Hiding the TV remote and games console controller is a good thing to do to kids if it's the only way to limit the time they spend in front of a screen, according to a study published Monday.
The study, conducted by researchers from the University of Bristol, found that youngsters who spend hours each day in front of the TV or games console have more psychological difficulties like problems relating to peers, emotional issues, hyperactivity or conduct challenges, than those who don't.
And contrary to what earlier studies have indicated, the negative impact of screen time was not remedied by increasing a child's physical activity levels, says the study, published in the journal Pediatrics.
The researchers got 1,013 children between the ages of 10 and 11 to self-report average daily hours spent watching television or playing -- not doing homework -- on a computer. Responses ranged from zero to around five hours per day.

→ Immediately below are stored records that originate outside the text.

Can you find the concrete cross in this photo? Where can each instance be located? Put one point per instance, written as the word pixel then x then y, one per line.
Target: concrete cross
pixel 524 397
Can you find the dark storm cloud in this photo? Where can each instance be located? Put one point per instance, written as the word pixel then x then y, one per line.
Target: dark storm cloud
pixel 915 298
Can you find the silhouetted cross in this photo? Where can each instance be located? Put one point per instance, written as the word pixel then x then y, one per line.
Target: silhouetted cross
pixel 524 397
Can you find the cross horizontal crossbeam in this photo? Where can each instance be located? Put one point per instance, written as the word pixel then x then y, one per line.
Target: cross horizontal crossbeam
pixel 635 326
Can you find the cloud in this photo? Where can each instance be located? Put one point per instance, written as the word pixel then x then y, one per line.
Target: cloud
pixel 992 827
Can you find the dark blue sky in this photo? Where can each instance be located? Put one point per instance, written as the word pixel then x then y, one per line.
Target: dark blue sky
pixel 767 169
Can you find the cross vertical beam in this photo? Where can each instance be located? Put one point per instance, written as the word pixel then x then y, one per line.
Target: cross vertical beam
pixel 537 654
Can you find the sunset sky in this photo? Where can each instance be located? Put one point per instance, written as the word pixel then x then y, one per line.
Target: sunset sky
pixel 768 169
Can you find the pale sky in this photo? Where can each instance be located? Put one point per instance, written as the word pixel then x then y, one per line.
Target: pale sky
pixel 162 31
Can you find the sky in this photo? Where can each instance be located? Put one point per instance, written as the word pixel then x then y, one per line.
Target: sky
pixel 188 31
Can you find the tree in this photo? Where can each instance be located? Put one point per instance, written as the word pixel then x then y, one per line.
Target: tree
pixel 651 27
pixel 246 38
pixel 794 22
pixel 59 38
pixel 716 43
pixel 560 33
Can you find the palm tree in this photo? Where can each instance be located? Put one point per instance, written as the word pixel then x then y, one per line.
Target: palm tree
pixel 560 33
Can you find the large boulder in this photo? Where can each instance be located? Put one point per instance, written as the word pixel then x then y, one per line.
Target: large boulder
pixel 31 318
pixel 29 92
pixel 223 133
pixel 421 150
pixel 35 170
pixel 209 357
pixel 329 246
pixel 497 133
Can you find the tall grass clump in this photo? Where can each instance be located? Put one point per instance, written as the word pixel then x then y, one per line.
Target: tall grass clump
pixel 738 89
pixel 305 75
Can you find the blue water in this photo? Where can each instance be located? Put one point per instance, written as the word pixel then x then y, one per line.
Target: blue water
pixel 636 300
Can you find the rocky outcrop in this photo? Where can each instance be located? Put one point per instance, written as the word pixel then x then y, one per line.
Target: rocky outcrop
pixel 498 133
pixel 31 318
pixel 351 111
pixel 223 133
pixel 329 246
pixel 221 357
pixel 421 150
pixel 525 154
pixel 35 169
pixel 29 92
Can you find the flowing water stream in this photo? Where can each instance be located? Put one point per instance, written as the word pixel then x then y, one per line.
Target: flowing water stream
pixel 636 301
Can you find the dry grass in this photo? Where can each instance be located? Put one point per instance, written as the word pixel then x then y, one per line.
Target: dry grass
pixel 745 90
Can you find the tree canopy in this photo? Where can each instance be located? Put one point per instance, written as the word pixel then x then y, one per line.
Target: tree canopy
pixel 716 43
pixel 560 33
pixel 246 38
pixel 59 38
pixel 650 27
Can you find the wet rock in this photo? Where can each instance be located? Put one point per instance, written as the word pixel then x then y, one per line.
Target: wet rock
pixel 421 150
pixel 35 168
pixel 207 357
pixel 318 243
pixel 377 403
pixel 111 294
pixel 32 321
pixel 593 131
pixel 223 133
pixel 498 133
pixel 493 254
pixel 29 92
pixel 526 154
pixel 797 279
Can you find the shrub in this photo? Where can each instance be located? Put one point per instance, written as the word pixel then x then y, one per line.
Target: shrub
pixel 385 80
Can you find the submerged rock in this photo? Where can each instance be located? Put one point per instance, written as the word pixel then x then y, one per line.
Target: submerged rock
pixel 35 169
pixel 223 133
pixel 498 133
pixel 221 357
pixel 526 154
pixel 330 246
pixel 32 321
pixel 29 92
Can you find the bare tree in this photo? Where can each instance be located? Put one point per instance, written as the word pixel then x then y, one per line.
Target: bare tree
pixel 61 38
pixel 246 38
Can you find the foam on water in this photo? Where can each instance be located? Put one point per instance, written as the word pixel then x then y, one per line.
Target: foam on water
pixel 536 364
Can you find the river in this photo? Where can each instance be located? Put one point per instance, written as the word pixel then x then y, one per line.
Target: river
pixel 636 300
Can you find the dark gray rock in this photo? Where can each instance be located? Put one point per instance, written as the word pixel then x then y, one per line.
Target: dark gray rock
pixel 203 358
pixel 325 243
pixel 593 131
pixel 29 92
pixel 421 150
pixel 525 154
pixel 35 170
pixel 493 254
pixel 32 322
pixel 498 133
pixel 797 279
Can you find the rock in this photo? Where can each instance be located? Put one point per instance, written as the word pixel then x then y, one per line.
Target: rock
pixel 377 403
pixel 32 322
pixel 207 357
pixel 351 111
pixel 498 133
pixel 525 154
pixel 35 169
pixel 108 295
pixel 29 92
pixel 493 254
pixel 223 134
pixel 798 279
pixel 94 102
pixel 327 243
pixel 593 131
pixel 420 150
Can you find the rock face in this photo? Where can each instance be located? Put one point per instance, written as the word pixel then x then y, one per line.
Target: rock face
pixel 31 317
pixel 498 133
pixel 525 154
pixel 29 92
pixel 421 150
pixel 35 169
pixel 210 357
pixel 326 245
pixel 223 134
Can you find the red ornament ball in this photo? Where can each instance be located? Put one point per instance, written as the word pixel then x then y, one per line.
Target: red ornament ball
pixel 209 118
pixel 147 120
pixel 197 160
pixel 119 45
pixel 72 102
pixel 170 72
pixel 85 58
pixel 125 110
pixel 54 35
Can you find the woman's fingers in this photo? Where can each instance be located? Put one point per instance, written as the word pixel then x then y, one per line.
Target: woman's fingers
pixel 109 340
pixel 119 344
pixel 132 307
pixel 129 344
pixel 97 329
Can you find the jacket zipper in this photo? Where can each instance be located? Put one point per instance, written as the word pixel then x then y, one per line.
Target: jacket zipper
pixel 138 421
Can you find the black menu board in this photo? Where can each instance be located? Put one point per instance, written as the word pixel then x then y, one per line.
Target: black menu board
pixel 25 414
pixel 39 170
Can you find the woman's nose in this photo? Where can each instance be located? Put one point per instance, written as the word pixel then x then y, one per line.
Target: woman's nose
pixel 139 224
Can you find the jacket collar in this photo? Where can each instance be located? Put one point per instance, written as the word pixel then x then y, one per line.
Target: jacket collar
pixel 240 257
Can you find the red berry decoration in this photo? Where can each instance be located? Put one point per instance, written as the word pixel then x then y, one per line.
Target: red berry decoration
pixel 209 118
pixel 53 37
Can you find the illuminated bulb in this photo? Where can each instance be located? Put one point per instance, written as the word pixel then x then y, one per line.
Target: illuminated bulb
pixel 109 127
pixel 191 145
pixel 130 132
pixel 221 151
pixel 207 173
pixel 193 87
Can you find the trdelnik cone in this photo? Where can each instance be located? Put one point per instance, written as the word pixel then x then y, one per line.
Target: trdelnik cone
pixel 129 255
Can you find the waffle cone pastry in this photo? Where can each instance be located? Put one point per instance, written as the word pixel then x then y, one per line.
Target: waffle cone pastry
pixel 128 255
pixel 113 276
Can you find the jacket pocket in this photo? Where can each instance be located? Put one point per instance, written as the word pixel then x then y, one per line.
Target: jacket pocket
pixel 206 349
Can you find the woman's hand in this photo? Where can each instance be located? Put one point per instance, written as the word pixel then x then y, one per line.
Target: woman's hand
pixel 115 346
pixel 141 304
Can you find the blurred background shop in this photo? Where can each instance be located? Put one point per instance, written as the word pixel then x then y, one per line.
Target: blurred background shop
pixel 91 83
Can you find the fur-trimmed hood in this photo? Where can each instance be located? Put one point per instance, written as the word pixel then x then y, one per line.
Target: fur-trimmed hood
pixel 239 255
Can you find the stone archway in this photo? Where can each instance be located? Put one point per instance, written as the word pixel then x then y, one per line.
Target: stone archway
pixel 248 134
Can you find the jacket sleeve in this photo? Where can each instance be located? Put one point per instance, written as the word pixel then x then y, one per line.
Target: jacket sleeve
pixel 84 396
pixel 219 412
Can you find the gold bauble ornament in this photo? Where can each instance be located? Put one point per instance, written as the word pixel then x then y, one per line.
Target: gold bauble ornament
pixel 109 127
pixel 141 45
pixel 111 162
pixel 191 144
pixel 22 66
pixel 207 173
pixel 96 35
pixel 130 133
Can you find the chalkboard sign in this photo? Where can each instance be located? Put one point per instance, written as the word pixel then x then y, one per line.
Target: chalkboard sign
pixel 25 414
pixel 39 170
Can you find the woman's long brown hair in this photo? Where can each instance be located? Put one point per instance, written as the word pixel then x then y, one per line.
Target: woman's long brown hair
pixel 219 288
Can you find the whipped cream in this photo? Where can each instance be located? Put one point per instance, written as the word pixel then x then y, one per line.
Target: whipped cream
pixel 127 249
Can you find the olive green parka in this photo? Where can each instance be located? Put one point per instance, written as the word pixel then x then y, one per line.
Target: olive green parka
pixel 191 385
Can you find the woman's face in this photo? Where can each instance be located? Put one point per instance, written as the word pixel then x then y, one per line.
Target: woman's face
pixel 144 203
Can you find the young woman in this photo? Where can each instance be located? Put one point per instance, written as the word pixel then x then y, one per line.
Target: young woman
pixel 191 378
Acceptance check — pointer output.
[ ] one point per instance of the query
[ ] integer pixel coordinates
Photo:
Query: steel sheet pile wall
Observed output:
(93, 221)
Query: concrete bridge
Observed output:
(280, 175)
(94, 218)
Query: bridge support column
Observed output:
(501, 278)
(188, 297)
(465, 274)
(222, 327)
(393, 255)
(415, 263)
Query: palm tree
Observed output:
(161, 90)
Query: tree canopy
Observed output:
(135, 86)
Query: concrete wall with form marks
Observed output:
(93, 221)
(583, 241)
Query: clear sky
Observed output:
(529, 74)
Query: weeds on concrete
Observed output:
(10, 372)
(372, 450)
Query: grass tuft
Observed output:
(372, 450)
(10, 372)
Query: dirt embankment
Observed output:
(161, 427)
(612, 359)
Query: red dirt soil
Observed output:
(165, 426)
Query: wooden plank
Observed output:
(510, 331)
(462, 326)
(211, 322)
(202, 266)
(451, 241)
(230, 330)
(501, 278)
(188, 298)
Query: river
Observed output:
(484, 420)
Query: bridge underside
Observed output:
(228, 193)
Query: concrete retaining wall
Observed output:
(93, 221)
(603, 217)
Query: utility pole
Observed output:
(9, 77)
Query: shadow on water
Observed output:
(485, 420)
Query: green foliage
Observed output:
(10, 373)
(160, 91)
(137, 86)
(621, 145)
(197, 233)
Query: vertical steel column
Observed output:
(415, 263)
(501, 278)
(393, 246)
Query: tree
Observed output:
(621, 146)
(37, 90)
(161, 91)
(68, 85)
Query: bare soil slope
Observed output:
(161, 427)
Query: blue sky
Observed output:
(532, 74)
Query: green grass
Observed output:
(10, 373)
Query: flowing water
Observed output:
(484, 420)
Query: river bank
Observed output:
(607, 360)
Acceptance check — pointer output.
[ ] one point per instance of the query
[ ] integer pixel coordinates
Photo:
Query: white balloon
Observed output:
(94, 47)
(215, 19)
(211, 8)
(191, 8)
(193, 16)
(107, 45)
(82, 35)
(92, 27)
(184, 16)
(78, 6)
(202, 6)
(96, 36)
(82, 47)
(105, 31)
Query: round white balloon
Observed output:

The children also completed a 25-point questionnaire to assess their psychological state, and the time they spent in moderate to vigorous activity was measured using a device called an accelerometer, which was worn around the waist for seven days.
The researchers found that children who spent two hours or more a day watching television or playing on a computer were more likely to get high scores on the questionnaire, indicating they had more psychological difficulties than kids who did not spend a lot of time in front of a screen.
Even children who were physically active but spent more than two hours a day in front of a screen were at increased risk of psychological difficulties, indicating that screen time might be the chief culprit.
Earlier studies have found that while more time spent in front of a screen led to lower well-being, physical activity improved one's state of mind. That led researchers to believe that upping physical activity levels could counteract the negative impact of watching TV or playing on the computer.
And many parents and children think that spending a lot of time on the computer or in front of the television is OK if it's part of a "balanced lifestyle," the study in Pediatrics says.
"Excessive use of electronic media is not a concern if children are physically active," the study says.
But its findings indicate that might not be the case, and the researchers advise parents to limit their children's computer use and TV viewing time to ensure their "optimal well-being."